REST API: OpenAI-Compatible Endpoints
Ollama exposes OpenAI-compatible endpoints at /v1/. This lets you point any OpenAI SDK or tool at your local Ollama instance by changing the base URL.
GET /v1/models
Lists available models in the OpenAI format.
curl -s http://localhost:11434/v1/models | python3 -m json.tool
Response follows the OpenAI schema:
{
"object": "list",
"data": [
{
"id": "gemma3:4b",
"object": "model",
"created": 1774398442,
"owned_by": "library"
}
]
}
POST /v1/chat/completions
Drop-in replacement for the OpenAI Chat Completions API. Works with the official openai Python SDK by setting base_url="http://localhost:11434/v1".
curl -s http://localhost:11434/v1/chat/completions \
-H "Content-Type: application/json" \
-d '{
"model": "gemma3:4b",
"messages": [
{"role": "user", "content": "What port does SSH use?"}
]
}'
The response matches the OpenAI format with choices and usage fields:
{
"id": "chatcmpl-124",
"object": "chat.completion",
"created": 1774398701,
"model": "gemma3:4b",
"system_fingerprint": "fp_ollama",
"choices": [
{
"index": 0,
"message": {
"role": "assistant",
"content": "SSH typically uses port 22 for secure remote access."
},
"finish_reason": "stop"
}
],
"usage": {
"prompt_tokens": 18,
"completion_tokens": 13,
"total_tokens": 31
}
}
REST API: Model Management
These endpoints let you manage models programmatically, which is useful for automation scripts and deployment pipelines.
POST /api/pull
Pull a model via the API. Equivalent to ollama pull from the CLI.
curl -s http://localhost:11434/api/pull -d '{
"model": "gemma3:4b",
"stream": false
}'
Returns {"status": "success"} when complete.
POST /api/copy
Copy a model to a new name. Returns HTTP 200 with an empty body on success.
curl -s -X POST http://localhost:11434/api/copy -d '{
"source": "gemma3:4b",
"destination": "gemma3-backup"
}'
DELETE /api/delete
Delete a model. Returns HTTP 200 on success.

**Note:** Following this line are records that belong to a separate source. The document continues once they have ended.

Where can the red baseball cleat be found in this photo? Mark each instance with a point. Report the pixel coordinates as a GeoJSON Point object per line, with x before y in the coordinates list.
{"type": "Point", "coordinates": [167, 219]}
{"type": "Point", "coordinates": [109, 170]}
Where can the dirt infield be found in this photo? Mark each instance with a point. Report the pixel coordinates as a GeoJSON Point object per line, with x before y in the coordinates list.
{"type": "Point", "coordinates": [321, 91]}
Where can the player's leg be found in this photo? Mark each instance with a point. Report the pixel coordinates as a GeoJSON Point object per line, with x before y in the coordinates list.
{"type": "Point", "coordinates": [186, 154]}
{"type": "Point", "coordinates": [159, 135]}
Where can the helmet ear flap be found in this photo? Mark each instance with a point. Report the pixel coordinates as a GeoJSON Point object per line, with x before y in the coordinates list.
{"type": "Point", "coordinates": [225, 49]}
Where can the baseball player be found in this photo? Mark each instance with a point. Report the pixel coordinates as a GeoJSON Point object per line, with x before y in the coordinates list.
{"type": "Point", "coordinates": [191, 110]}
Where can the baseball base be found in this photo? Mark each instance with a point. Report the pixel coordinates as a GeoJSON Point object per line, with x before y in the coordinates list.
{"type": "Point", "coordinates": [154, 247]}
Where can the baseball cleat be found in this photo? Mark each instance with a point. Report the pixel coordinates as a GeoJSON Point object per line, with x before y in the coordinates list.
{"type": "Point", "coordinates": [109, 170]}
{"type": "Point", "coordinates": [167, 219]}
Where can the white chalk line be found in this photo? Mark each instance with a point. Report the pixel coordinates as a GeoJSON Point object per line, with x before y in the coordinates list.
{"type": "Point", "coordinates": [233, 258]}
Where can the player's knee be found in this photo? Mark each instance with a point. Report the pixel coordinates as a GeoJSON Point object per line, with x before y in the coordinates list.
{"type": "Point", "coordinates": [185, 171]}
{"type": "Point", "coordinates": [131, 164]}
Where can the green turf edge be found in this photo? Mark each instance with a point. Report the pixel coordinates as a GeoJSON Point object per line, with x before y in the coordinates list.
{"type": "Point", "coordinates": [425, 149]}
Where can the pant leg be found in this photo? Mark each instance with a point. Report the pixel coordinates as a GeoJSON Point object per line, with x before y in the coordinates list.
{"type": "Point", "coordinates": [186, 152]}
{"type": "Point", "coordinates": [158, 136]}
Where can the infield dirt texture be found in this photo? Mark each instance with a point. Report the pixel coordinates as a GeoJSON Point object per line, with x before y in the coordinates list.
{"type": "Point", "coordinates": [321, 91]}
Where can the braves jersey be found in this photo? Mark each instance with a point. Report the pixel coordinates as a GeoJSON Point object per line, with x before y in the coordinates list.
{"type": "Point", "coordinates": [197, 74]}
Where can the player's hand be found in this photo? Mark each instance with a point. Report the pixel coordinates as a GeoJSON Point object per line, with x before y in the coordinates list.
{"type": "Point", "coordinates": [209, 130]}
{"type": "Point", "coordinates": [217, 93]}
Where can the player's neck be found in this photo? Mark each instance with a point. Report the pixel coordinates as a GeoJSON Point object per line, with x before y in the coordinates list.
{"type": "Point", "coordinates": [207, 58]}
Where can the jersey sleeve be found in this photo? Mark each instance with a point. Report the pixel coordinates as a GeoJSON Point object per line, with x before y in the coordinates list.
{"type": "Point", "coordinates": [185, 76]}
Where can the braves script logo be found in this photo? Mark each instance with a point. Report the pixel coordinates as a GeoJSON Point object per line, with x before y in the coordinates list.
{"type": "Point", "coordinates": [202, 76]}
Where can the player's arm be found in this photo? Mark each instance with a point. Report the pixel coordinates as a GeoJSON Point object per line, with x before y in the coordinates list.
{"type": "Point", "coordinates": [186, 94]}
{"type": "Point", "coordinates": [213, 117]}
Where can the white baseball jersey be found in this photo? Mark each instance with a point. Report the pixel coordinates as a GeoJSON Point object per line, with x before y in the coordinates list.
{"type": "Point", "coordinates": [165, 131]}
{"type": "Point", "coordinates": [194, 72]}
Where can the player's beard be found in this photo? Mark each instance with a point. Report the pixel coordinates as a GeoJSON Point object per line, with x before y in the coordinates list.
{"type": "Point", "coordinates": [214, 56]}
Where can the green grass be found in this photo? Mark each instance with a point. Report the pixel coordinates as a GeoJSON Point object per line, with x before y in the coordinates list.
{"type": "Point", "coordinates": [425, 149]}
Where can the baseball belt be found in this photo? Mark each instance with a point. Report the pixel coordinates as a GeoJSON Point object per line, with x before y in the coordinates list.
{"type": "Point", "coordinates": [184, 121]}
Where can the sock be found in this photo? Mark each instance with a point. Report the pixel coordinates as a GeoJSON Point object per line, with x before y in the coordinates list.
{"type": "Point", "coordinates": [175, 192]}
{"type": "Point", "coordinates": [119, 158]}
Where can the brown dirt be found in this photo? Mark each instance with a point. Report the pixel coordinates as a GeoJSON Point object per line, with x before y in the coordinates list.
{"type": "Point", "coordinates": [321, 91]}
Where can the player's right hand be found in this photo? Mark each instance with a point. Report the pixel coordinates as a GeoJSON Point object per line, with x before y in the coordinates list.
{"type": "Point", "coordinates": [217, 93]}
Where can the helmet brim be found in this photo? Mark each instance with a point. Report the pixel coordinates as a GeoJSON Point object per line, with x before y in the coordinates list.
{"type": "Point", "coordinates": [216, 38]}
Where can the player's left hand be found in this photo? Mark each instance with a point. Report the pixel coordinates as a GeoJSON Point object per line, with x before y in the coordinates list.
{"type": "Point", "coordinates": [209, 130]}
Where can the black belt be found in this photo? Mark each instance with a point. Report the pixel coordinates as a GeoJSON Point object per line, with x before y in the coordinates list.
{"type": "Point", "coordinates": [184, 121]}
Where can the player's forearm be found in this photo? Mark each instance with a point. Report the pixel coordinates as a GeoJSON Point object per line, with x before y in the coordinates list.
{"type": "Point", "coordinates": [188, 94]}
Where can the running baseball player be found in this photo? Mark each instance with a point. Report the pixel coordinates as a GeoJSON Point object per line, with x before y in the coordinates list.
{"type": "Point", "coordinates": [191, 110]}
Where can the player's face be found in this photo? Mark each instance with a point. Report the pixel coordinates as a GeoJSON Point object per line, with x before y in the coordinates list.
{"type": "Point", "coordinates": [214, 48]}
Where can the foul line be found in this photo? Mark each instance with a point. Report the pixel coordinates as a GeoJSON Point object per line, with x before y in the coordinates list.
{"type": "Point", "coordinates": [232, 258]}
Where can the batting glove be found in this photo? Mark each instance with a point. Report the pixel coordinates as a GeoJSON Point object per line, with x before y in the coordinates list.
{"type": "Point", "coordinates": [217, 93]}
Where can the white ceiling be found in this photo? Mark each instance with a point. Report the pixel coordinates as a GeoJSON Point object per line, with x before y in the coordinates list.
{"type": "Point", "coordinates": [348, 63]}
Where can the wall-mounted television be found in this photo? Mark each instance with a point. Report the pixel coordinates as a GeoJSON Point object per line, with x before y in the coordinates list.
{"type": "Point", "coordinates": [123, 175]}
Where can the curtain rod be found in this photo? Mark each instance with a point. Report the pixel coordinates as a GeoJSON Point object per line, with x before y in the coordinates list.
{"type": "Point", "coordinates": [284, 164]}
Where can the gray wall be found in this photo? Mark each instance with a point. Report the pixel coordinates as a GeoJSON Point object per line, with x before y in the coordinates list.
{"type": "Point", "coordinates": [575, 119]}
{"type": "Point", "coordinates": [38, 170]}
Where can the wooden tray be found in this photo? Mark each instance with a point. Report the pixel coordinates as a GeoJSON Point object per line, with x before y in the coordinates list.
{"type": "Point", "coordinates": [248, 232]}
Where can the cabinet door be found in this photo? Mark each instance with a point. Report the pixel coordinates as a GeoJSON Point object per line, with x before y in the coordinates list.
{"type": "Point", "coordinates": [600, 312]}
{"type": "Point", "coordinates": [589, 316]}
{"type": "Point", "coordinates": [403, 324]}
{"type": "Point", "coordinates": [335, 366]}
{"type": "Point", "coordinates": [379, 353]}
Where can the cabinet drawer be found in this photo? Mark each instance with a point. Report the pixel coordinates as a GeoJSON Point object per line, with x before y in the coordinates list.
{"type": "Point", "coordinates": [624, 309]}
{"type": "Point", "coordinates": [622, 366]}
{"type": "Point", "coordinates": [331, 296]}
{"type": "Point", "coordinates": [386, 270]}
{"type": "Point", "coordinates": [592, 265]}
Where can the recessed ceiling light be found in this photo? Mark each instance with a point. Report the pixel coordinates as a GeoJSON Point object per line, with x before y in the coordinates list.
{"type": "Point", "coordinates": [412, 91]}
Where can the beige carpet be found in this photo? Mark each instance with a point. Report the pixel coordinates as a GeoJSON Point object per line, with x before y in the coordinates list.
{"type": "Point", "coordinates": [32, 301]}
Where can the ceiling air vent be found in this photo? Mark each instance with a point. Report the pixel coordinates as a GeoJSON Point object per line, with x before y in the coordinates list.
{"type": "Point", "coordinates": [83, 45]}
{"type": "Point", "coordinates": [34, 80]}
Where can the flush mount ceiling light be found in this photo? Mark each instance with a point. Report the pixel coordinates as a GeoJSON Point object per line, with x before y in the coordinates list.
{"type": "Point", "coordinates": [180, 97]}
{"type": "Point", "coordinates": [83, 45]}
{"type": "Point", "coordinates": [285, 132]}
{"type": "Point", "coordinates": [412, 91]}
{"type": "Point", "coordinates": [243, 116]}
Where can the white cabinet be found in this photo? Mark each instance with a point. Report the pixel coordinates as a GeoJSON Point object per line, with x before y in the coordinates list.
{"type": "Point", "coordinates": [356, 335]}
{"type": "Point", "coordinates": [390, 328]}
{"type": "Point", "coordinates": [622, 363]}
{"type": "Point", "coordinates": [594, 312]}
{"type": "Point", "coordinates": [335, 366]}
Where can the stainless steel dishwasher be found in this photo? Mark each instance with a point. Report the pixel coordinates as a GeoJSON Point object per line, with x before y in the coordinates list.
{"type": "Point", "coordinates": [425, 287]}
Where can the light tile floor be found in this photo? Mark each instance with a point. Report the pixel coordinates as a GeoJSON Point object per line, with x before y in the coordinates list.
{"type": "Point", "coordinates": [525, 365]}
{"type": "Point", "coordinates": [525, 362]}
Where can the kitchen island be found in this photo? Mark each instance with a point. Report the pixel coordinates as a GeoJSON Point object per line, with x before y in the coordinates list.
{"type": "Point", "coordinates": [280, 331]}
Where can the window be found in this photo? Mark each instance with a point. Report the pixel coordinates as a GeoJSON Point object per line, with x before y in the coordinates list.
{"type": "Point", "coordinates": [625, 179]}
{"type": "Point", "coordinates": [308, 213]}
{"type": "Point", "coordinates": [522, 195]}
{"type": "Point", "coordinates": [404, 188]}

curl -s -X DELETE http://localhost:11434/api/delete -d '{
"model": "gemma3-backup"
}'
Modelfile Reference
A Modelfile defines a custom model: its base weights, system prompt, parameters, and template. Create one to build reusable model configurations.
Example Modelfile
Save this as Modelfile in your working directory:
FROM gemma3:4b
SYSTEM "You are a Linux systems administrator. Answer questions about Linux concisely."
PARAMETER temperature 0.7
PARAMETER top_p 0.9
Build the custom model from the Modelfile:
ollama create sysadmin-bot -f Modelfile
The new model appears in your local registry:
NAME ID SIZE MODIFIED
sysadmin-bot:latest ab1cd106e0ee 3.3 GB Less than a second ago
gemma3:4b a2af6cc3eb7f 3.3 GB 4 minutes ago
Now run it like any other model:
echo "How do I check disk space?" | ollama run sysadmin-bot
The system prompt kicks in and you get a focused response:
Use the `df -h` command. It displays disk space in a human-readable format (KB, MB, GB).
Modelfile directives
| Directive | Purpose | Example |
|---|---|---|
FROM | Base model (required) | FROM llama3.3 |
SYSTEM | System prompt | SYSTEM "You are a helpful assistant" |
PARAMETER | Set model parameters | PARAMETER temperature 0.7 |
TEMPLATE | Go template for prompt format | TEMPLATE "{{ .Prompt }}" |
ADAPTER | Path to LoRA/QLoRA adapter | ADAPTER ./lora.gguf |
MESSAGE | Seed conversation history | MESSAGE user "Hi" |
LICENSE | License text for the model | LICENSE "MIT" |
Common PARAMETER values
| Parameter | Default | Description |
|---|---|---|
temperature | 0.8 | Controls randomness. Lower values make output more deterministic |
top_p | 0.9 | Nucleus sampling threshold |
top_k | 40 | Limits token selection to top K candidates |
num_ctx | 2048 | Context window size in tokens |
repeat_penalty | 1.1 | Penalizes repeated tokens |
seed | 0 | Random seed for reproducible output (0 = random) |
stop | model-specific | Stop sequences that end generation |
num_predict | -1 | Maximum tokens to generate (-1 = unlimited) |
Environment Variables Reference
These environment variables configure the Ollama server. Set them in your systemd override file or export them before running ollama serve.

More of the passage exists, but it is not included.